In Chapter 4, we dissected the series of complex events that coordinate gut and mouth morphogenesis. Until now, it was thought that lateral rearrangement of endoderm cells by convergent extension was the main contributor to sea urchin archenteron elongation and that cell divisions were minimal during elongation. We performed cell transplantations to live image and analyze a subset of labeled endoderm cells at high-resolution in the optically clear sea urchin embryo. We found that the endomesoderm cells that initially invaginate into the sea urchin blastocoel remained contiguous throughout extension, so that, if convergent extension were present, it was not a major contributor to elongation. We also found a prevalence of cell divisions throughout archenteron elongation that increased the number of cells within the gut linearly over time; however, we showed that the proliferation did not contribute to growth, and their spindle orientations were randomized during divisions and therefore did not selectively contribute to the final gut length. When cell divisions were inhibited, we saw no difference in the ability of the cells within the gut to migrate in order to elongate. Also in Chapter 4, we describe our observations of the cell biological processes underlying primary mouth formation at the end of gastrulation. Using time-lapse microscopy, photo-convertible Kaede, and an assay of the basement membrane remodeling, we describe a sequential orchestration of events that leads to the fusion of the oral ectoderm and the foregut endoderm. Our work characterizes, at higher resolution than previously recorded, the temporal sequence and repertoire of the cellular movements contributing to the length of the sea urchin larval gut and tissue fusion with the larval primary mouth.
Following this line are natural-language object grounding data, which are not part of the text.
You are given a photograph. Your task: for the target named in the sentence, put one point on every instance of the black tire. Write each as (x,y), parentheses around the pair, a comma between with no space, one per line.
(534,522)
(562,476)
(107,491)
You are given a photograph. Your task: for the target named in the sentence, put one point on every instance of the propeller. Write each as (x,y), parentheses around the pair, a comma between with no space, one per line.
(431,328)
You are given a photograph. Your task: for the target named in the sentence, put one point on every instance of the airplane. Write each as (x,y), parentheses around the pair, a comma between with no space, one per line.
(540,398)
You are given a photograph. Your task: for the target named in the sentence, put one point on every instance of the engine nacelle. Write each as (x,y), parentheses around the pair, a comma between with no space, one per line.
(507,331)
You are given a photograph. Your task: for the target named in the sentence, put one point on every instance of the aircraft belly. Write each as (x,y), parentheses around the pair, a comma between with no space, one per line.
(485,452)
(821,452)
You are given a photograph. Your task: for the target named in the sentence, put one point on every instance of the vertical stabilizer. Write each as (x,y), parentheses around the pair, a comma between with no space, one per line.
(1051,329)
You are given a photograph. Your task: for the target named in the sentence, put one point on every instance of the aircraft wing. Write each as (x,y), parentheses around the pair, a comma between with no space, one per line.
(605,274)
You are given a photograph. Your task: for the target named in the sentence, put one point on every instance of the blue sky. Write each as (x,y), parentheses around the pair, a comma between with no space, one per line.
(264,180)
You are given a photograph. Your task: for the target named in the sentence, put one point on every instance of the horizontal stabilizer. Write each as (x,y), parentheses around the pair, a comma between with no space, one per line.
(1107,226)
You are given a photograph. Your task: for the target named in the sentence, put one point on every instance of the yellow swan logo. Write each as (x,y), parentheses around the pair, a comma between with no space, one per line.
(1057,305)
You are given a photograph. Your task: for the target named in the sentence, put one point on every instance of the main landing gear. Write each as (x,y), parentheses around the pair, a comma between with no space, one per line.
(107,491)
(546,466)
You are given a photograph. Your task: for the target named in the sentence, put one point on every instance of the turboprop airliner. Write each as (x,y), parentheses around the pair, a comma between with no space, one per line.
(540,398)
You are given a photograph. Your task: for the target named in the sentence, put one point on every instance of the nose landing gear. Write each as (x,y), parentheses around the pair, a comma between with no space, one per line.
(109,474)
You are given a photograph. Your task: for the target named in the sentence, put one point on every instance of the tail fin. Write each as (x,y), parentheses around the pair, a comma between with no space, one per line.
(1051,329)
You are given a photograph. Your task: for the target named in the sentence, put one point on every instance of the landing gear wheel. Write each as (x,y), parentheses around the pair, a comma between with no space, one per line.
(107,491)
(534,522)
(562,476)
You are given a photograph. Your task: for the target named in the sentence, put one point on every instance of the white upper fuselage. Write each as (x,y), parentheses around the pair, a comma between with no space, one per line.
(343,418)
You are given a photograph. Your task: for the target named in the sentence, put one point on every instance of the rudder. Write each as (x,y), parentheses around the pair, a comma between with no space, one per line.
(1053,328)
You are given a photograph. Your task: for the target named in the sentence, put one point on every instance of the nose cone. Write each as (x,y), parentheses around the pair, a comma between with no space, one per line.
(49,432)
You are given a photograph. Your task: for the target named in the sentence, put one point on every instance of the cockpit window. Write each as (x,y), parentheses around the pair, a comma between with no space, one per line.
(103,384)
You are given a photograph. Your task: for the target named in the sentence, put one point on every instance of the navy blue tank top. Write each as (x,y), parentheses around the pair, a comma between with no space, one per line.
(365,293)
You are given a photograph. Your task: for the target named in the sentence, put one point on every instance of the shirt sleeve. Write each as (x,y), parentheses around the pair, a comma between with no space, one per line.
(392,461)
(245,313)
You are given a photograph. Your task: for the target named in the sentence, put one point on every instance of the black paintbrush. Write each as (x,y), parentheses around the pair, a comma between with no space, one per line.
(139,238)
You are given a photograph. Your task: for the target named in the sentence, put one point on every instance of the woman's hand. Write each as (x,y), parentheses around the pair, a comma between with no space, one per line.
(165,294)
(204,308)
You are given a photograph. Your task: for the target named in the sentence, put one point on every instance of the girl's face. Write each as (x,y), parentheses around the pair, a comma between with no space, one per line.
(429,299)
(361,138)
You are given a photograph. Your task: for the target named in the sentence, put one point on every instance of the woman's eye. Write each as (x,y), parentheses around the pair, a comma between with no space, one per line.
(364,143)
In Chapter 5, the migration of the small micromeres to the coelomic pouches in the sea urchin embryo provides an exceptional model for understanding the genomic regulatory control of morphogenesis. An assay using the robust homing potential of these cells reveals a “coherent feed-forward” transcriptional subcircuit composed of Pax6, Six3, Eya, and Dach1 that is responsible for the directed homing mechanism of these multipotent progenitors. The linkages of that circuit are strikingly similar to a circuit involved in retinal specification in Drosophila suggesting that systems-level tasks can be highly conserved even though the tasks drive unrelated processes in different animals.
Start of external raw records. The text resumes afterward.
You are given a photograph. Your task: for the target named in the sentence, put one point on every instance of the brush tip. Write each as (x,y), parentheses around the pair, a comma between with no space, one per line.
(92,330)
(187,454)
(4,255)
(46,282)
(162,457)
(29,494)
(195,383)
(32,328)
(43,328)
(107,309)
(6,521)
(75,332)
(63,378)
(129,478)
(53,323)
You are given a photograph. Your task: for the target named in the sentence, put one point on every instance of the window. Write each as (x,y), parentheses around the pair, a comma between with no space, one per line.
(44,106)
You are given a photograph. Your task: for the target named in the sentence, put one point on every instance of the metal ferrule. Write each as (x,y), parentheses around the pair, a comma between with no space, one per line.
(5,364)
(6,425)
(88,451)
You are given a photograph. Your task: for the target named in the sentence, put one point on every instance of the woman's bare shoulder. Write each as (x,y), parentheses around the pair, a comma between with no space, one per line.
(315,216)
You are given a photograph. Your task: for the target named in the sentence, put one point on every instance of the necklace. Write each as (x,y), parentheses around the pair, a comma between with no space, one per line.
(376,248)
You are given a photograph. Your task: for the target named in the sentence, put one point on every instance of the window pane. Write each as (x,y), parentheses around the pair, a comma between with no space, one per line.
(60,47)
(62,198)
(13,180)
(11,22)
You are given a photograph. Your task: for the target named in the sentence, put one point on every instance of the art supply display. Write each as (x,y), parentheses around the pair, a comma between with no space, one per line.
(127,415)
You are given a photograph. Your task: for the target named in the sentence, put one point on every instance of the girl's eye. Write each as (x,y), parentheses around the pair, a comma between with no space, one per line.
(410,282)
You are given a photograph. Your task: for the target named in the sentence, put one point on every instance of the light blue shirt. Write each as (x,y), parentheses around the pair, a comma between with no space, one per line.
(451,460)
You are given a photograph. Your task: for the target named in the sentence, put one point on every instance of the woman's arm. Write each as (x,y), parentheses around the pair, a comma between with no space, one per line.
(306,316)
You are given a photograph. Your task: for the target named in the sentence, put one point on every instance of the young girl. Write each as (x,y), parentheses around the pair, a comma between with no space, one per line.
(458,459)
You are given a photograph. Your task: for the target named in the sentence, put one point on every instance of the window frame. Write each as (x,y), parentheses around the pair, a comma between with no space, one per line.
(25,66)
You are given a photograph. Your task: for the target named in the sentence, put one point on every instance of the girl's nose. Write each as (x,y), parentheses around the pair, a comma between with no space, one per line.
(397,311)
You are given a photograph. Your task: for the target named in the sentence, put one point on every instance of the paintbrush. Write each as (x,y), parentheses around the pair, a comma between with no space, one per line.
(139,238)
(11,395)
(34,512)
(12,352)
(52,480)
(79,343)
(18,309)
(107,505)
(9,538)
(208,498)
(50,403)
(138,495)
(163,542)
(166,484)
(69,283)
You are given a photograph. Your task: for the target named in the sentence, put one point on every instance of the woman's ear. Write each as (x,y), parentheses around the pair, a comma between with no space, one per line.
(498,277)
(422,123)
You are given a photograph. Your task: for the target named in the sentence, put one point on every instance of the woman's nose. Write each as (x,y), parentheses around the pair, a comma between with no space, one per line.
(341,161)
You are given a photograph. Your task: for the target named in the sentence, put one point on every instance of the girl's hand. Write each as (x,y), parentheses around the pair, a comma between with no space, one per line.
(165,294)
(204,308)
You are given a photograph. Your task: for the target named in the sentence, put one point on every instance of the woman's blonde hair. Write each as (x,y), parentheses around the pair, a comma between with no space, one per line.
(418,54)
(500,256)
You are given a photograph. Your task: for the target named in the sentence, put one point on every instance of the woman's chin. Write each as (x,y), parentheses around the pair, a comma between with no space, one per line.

The sea urchin gene regulatory network (GRN) describes the cell fate specification of the developing embryo; however, the GRN does not describe specific cell biological events driving the three distinct sequences of cell movements. Our ability to connect the GRN to the morphogenetic events of gastrulation, primary mouth formation, and small micromere migration will provide a framework for characterizing these remarkable sequences of cell movements in the simplest of deuterostome models at an unprecedented scale.